After various responses of this case if you wish to work further along this class of polar curves I like to mention that these belong to McLauren polar curves.

$ r/a = \cos \theta + i \sin \theta. $ Raising to $n$th power we have by Euler theorem

$ (r/a)^n = \cos n\theta + i \sin n \theta $. Taking the real part,the set of McLauren's curves result.

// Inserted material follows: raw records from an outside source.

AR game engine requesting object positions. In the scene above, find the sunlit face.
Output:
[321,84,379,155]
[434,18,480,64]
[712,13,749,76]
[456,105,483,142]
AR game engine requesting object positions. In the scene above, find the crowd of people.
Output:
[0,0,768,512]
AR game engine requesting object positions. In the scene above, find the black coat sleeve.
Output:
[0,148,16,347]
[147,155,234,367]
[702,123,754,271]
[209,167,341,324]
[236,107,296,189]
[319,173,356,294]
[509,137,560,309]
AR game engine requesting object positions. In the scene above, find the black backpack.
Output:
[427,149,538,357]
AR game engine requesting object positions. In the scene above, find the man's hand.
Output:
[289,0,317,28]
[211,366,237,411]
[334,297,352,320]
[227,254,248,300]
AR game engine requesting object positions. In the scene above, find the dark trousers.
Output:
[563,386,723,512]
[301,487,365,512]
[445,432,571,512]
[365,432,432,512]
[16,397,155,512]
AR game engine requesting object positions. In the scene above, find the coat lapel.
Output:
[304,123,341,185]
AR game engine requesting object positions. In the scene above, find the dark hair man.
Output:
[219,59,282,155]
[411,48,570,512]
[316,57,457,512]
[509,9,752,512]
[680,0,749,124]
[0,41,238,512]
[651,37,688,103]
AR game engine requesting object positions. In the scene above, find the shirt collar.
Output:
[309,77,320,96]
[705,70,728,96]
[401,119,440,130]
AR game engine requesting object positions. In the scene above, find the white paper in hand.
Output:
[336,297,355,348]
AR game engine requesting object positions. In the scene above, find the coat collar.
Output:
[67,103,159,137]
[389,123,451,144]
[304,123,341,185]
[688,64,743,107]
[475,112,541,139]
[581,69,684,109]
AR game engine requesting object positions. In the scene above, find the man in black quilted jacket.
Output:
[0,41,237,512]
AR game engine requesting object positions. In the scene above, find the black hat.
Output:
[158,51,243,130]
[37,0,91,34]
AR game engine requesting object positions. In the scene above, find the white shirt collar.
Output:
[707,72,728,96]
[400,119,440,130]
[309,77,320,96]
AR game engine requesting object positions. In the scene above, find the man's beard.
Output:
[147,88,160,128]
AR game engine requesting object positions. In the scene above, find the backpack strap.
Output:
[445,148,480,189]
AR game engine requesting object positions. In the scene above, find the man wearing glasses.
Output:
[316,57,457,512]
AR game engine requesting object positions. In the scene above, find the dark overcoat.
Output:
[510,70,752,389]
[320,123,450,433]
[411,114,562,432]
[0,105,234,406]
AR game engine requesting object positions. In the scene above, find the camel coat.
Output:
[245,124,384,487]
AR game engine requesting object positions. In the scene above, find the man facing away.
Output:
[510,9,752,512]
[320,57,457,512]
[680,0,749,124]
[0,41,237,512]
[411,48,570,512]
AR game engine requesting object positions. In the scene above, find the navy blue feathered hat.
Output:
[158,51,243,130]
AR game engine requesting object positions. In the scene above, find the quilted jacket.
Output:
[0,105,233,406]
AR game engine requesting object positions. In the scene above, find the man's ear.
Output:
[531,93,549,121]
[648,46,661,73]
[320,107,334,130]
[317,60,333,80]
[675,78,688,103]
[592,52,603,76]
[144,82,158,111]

$ r/a = ( \cos n\theta)^{1/n} $. $n$ can take integral, fractional , positive and negative values.

We have here the particular $ n= -\frac14$ case.

(Examples are a straight line, circle through origin , Lemniscate of Bernoulli, rectangular hyperbola, exponentiated roses, some of which fall to origin and some towards radial asymptotes etc.)

Closed form arc length results can be obtained for a single branch/petal in terms of all $n$ values.